Cave paintings: Radiocarbon dating, a penguin, plus fakes

Carbon dating for the Altamira caves, a penguin troubles sceptics at the submerged Grotte Henri Cosquer, and the sponge is a give-away at Alave


Hailed two years ago as one of the most important archaeological discoveries in Europe, the painted caves at Alave in northern Spain are decorated with images of animals, symbols and splashes of colour. The results of further tests released this summer have proved them to be skilful fakes. The Spanish student who discovered them is now thought to have painted the cave with natural pigments but using modern rubber sponges, fragments of which were found on the walls. Presumably more by good luck than judgement, the Spanish student avoided the use of charcoal underdrawing in his scheme at Alave. Such underdrawing has now provided a significantly more accurate way of dating the famous palaeolithic cave paintings at Altamira and El Castillo, Spain, and Niaux in the French Pyrenees has been developed by a team of French and Spanish scientists. Until recently the dating of the famous wall paintings of bison and other animals relied largely on external evidence such as the dating of bones and other remains found in the caves, together with stylistic analysis of the paintings. The traditional C14 carbon dating method could not be used on the walls as the process consumes the object being tested. Using radiocarbon dating by accelerator mass spectrometry, which requires much less material, means that only a tiny amount of the charcoal underdrawing is required for an accurate dating to be obtained. At Altamira three bisons at the centre of the painted ceiling were sampled and produced a mean average dating of 14,000 BP* plus or minus 400 years. This is consistent with the previous dating of the paintings to Early Style IV, placing them in the Early Magdalenian era. At El Castillo two adjacent bisons were dated to 13,060 BP plus or minus 200, and 12,910 BP plus or minus 180. At the French Pyreneean cave of Niaux a bison painting in the Salon Noir was found to be 12,890 BP plus or minus 160 years old. The findings mean that, contrary to previous opinion, people of the same cultural background may have been responsible for the paintings at El Castillo and Niaux. In general, however, the authors of the article point out that this type of method may not be applicable to other caves as many paintings of this type contain little if any datable pigment. Stylistic methods of dating will still be needed in the forseeable future.

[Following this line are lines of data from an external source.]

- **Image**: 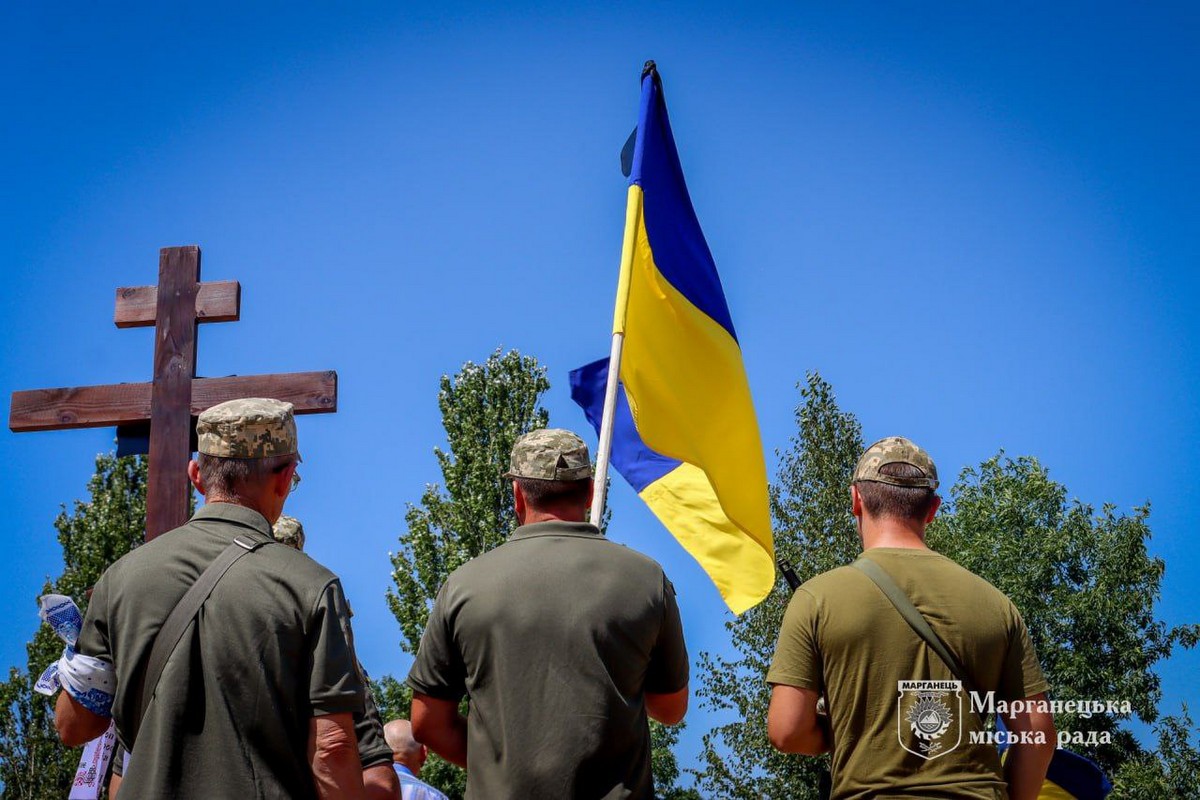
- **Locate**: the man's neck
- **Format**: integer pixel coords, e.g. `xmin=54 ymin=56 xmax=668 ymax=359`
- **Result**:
xmin=520 ymin=510 xmax=587 ymax=525
xmin=204 ymin=495 xmax=271 ymax=521
xmin=858 ymin=516 xmax=929 ymax=551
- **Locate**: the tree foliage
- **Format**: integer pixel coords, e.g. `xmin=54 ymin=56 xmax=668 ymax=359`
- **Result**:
xmin=1110 ymin=706 xmax=1200 ymax=798
xmin=927 ymin=455 xmax=1200 ymax=774
xmin=695 ymin=373 xmax=862 ymax=798
xmin=384 ymin=348 xmax=696 ymax=799
xmin=695 ymin=372 xmax=1198 ymax=798
xmin=0 ymin=453 xmax=148 ymax=799
xmin=387 ymin=349 xmax=551 ymax=656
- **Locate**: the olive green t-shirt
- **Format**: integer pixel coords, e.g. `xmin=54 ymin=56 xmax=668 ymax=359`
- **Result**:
xmin=407 ymin=521 xmax=690 ymax=800
xmin=356 ymin=665 xmax=394 ymax=769
xmin=77 ymin=502 xmax=365 ymax=800
xmin=768 ymin=548 xmax=1048 ymax=800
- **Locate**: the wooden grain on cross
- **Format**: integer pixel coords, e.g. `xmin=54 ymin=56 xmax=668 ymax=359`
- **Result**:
xmin=8 ymin=245 xmax=338 ymax=540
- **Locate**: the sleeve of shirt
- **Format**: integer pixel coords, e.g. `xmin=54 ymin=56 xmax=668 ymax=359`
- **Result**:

The new method may prove useful in resolving a number of rather incongruous features which have emerged in relation to the paleolithic cave paintings discovered in September 1991 in a cave thirty-seven metres below sea level between Marseilles and Cassis (see The Art Newspaper No. 14, January 1992, p.14). In addition to the horses, stag, bison, seals and marine birds scratched and painted into the cave’s surface, the image of a penguin has been detected. Other odd features include the representation of hands—one with the fingers cut off, the other painted red—and the fact that the lower edge of the painted horses coincides very neatly with the water level. Replying to these cricitisms (which have raised the possibility of an elaborate forgery) in the newspaper El Pais, the Spanish pre-historian Antonio Beltran noted that although he had not previously been aware of depictions of penguins, rare animals such as snow hares and seals were found in cave paintings.

*BP=before present: a method of dating by radio-carbon years (which are variable in length and not entirely approximate to calendar years). The dating works back from 1950.